Hero Branding® bedeutet: Storysharing statt Storytelling.

Am Einhorn-Beispiel wird die magnetische Magie echter Hero Brands lebendig. Eine Hero Brand ist niemals selbst der Held, sondern macht ihr Publikum zum Helden. Sie redet ihrem Publikum nicht irgendetwas ein und pusht sich dadurch ins Leben der Kunden, betreibt also nicht Storytelling. Eine echte Hero Brand macht etwas viel Besseres. Sie verbindet die eigene Story, also ihre Wertewelt, mit der Wertewelt ihrer Kunden. Sie versteht sich also auf die Kunst des Storysharing und entfaltet dadurch magnetisches Pull. Sie zieht Kunden an.

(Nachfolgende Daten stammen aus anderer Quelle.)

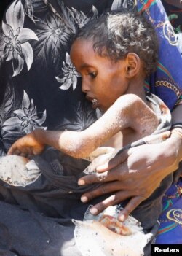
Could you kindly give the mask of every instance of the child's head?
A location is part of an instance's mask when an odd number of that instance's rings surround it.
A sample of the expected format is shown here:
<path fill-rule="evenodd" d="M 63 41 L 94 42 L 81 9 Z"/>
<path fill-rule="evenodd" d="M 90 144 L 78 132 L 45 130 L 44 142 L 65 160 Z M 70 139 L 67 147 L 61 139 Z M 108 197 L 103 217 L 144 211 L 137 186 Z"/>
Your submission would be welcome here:
<path fill-rule="evenodd" d="M 154 29 L 141 15 L 124 11 L 89 21 L 78 32 L 71 58 L 87 98 L 105 111 L 128 93 L 132 79 L 143 79 L 156 69 L 157 53 Z"/>

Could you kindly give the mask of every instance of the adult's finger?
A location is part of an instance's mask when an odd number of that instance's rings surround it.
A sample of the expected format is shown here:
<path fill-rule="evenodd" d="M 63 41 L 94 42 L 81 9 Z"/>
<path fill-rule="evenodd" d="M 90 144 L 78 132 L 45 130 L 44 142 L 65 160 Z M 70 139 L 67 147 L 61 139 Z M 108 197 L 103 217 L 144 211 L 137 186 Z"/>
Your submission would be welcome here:
<path fill-rule="evenodd" d="M 90 209 L 90 212 L 93 215 L 97 215 L 107 207 L 119 204 L 122 201 L 128 199 L 132 196 L 133 196 L 133 192 L 132 191 L 124 190 L 116 192 L 115 194 L 110 195 L 102 202 L 100 202 L 92 206 Z"/>
<path fill-rule="evenodd" d="M 11 147 L 7 152 L 7 155 L 20 155 L 21 152 L 17 148 L 14 147 Z"/>
<path fill-rule="evenodd" d="M 119 212 L 118 220 L 122 222 L 124 221 L 128 217 L 128 215 L 138 206 L 144 199 L 145 198 L 139 195 L 131 198 L 124 209 Z"/>
<path fill-rule="evenodd" d="M 128 171 L 127 163 L 123 163 L 115 166 L 111 171 L 101 173 L 96 172 L 95 174 L 84 176 L 79 179 L 78 185 L 84 185 L 92 183 L 104 183 L 115 180 L 124 180 Z"/>
<path fill-rule="evenodd" d="M 83 203 L 86 203 L 98 196 L 106 195 L 111 193 L 113 193 L 123 190 L 127 190 L 127 187 L 126 186 L 124 182 L 121 182 L 119 181 L 106 182 L 103 185 L 101 185 L 100 186 L 95 188 L 95 190 L 83 194 L 81 197 L 81 201 Z M 124 195 L 124 192 L 123 191 L 122 192 L 122 194 Z M 127 197 L 125 197 L 124 198 L 126 198 Z"/>

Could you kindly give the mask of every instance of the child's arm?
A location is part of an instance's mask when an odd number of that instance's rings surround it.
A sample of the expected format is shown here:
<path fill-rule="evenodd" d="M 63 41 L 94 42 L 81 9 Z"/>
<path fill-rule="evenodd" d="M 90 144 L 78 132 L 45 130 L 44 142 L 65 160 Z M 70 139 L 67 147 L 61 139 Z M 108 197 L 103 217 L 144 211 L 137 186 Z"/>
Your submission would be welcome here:
<path fill-rule="evenodd" d="M 120 131 L 132 128 L 142 133 L 150 123 L 151 132 L 159 123 L 156 115 L 140 98 L 127 94 L 119 98 L 95 123 L 82 131 L 37 129 L 18 139 L 8 154 L 36 155 L 50 145 L 74 158 L 85 158 Z"/>

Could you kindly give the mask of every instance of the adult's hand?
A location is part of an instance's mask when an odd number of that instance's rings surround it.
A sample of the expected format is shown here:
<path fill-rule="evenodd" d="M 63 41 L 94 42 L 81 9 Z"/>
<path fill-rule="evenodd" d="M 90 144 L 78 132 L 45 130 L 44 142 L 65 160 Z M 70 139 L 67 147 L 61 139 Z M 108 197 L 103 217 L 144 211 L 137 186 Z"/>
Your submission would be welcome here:
<path fill-rule="evenodd" d="M 97 173 L 79 180 L 79 185 L 102 183 L 95 190 L 82 195 L 87 202 L 107 193 L 112 195 L 95 205 L 90 212 L 96 215 L 111 205 L 130 199 L 119 214 L 124 221 L 143 200 L 149 198 L 161 181 L 178 168 L 181 155 L 181 140 L 173 135 L 165 141 L 131 148 L 116 155 L 102 166 Z"/>

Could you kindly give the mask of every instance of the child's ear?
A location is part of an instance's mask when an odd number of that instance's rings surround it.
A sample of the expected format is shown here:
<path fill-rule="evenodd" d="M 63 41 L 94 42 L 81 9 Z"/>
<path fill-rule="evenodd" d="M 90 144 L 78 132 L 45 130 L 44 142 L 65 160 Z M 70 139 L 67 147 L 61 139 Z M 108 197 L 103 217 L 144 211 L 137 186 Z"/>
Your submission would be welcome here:
<path fill-rule="evenodd" d="M 140 71 L 141 61 L 139 56 L 135 53 L 129 53 L 125 58 L 125 71 L 127 78 L 132 78 Z"/>

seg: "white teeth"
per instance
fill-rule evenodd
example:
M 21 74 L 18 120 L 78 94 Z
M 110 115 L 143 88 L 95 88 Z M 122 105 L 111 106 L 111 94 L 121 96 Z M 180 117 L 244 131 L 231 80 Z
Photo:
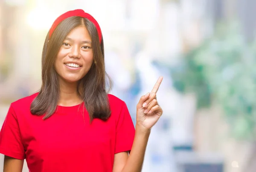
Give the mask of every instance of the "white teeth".
M 80 67 L 80 66 L 76 63 L 65 63 L 65 64 L 68 66 L 74 67 L 78 68 Z

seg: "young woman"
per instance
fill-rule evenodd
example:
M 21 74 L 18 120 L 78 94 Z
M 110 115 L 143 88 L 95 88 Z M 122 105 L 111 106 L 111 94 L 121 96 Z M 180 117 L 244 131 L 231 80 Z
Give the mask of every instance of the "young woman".
M 101 29 L 81 9 L 54 22 L 42 68 L 39 92 L 12 103 L 2 127 L 4 172 L 21 172 L 24 159 L 31 172 L 140 171 L 163 77 L 138 103 L 135 130 L 125 102 L 107 93 Z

Jeder Kunde, der eine Hero Brand benutzt, erzählt also die Geschichte der Marke deshalb weiter, weil er damit über sich selbst, seine eigene Geschichte erzählen kann. Und die eigene Geschichte ist nun einmal die einzige, die die Menschen interessiert. Einhorn-Kunden erzählen kurz gesagt: „Ich bin unicornique!” von Kopf bis Fuß, und dazwischen auch. – Und wer möchte das nicht sein?

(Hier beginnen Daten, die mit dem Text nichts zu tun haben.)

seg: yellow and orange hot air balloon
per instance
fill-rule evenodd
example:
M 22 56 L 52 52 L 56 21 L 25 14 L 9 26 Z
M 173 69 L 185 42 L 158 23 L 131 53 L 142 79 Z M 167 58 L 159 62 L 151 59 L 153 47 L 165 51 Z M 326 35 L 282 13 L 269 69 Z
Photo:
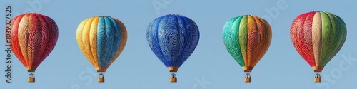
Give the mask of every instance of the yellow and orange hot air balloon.
M 11 48 L 14 54 L 30 72 L 29 82 L 35 82 L 35 72 L 51 53 L 59 36 L 56 22 L 49 16 L 24 14 L 11 20 Z
M 226 23 L 222 37 L 229 53 L 247 72 L 245 82 L 251 82 L 248 73 L 264 56 L 271 41 L 269 23 L 256 16 L 235 17 Z
M 84 56 L 101 73 L 98 82 L 104 83 L 109 66 L 118 58 L 125 47 L 126 28 L 119 20 L 107 16 L 89 18 L 77 28 L 77 43 Z

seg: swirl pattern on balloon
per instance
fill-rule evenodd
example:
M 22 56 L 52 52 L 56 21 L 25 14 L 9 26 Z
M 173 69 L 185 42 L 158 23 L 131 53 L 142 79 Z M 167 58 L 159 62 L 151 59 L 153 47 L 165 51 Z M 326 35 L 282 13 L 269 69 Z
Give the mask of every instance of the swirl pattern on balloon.
M 146 38 L 152 51 L 166 66 L 180 67 L 195 50 L 199 31 L 191 19 L 169 14 L 149 24 Z
M 326 11 L 299 15 L 290 29 L 290 38 L 298 53 L 311 66 L 322 68 L 341 49 L 346 34 L 342 19 Z
M 21 14 L 11 22 L 10 47 L 27 70 L 34 72 L 57 43 L 57 25 L 39 14 Z
M 260 17 L 241 16 L 226 23 L 222 38 L 227 51 L 243 67 L 244 71 L 251 71 L 269 48 L 271 28 Z
M 106 72 L 125 47 L 127 32 L 119 20 L 100 16 L 82 21 L 76 38 L 79 48 L 97 71 Z

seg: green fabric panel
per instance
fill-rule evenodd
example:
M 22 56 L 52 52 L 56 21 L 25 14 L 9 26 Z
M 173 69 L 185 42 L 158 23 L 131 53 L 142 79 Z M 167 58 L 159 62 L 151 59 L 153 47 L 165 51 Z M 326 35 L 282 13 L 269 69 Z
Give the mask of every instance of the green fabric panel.
M 341 18 L 331 13 L 321 14 L 322 48 L 320 66 L 325 66 L 341 49 L 346 40 L 346 28 Z
M 248 61 L 248 16 L 244 16 L 239 25 L 239 43 L 244 61 Z
M 226 49 L 241 66 L 244 66 L 244 61 L 239 45 L 239 24 L 242 16 L 230 19 L 223 27 L 223 40 Z

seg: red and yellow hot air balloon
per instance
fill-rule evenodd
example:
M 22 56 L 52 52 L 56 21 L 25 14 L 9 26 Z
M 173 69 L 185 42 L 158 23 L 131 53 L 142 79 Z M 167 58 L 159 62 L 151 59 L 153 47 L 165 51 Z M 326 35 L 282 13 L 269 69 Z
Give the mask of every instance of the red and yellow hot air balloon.
M 11 20 L 11 48 L 30 72 L 29 82 L 35 82 L 35 72 L 52 51 L 59 36 L 56 22 L 39 14 L 24 14 Z
M 264 56 L 271 41 L 271 28 L 264 19 L 244 15 L 228 21 L 223 28 L 224 45 L 246 72 L 244 81 L 251 83 L 248 73 Z
M 290 38 L 298 53 L 317 73 L 316 83 L 321 82 L 318 73 L 341 49 L 346 35 L 342 19 L 331 13 L 311 11 L 293 20 Z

Jeder, der Marketingkommunikation betreibt, kann von den Einhörnern schon beim ersten Hinsehen die zentrale Erkenntnis für die eigene Arbeit gewinnen: Brandstory braucht Relevanz und Eigenständigkeit – am besten aber: Brandstory bedeutet Eigenständigkeit durch Relevanz.

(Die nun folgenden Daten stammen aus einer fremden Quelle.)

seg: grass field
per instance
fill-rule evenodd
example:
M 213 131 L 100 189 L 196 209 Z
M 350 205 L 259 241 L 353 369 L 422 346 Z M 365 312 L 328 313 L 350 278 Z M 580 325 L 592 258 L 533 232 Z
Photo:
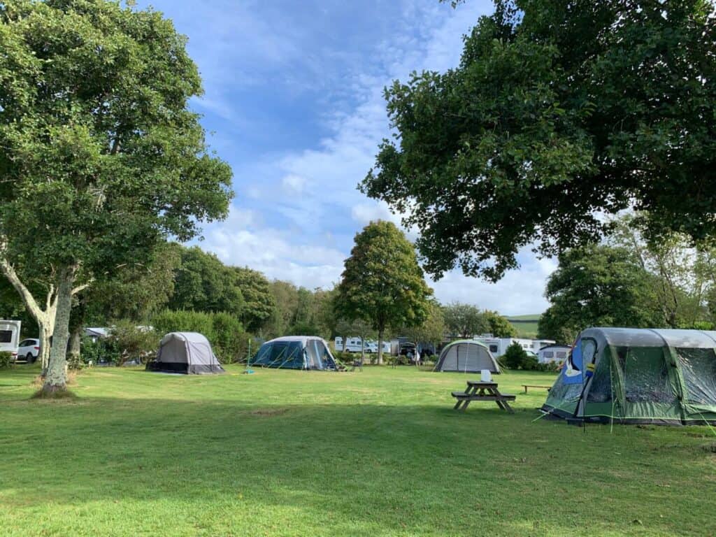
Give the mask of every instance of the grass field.
M 465 377 L 414 368 L 169 376 L 95 369 L 74 401 L 0 373 L 9 536 L 710 536 L 705 427 L 534 421 L 546 374 L 510 372 L 452 410 Z

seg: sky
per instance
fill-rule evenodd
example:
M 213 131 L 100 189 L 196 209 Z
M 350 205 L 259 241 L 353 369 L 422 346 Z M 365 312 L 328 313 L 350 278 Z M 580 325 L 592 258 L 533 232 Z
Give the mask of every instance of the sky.
M 223 262 L 309 289 L 340 280 L 355 234 L 372 220 L 400 224 L 358 191 L 390 135 L 384 87 L 412 71 L 458 65 L 463 36 L 492 10 L 437 0 L 140 1 L 188 38 L 205 95 L 211 149 L 233 170 L 228 218 L 197 243 Z M 407 230 L 409 238 L 415 236 Z M 556 260 L 525 248 L 498 284 L 458 271 L 428 280 L 442 303 L 503 314 L 541 313 Z

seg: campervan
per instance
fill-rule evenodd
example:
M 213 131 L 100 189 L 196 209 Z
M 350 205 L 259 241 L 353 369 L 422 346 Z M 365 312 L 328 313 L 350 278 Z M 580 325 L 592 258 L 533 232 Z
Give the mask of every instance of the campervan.
M 17 359 L 17 347 L 20 342 L 19 321 L 0 321 L 0 352 L 9 352 L 12 359 Z
M 343 347 L 343 338 L 337 337 L 335 341 L 335 349 L 337 351 L 344 351 L 346 352 L 360 352 L 362 347 L 362 340 L 359 337 L 349 337 L 346 339 L 345 348 Z M 371 342 L 366 341 L 365 352 L 367 353 L 377 352 L 378 347 L 376 344 L 374 347 Z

Deshalb gilt, auch wenn Storytelling mittlerweile als nerviges Buzzword durch jedes Dorf getrieben wird, für alle Unternehmen, Marken und Organisationen, egal ob sie neu sind oder etabliert, gleich ob sie mit jungen oder alten Menschen ins Gespräch kommen wollen: „No Story. No Glory.”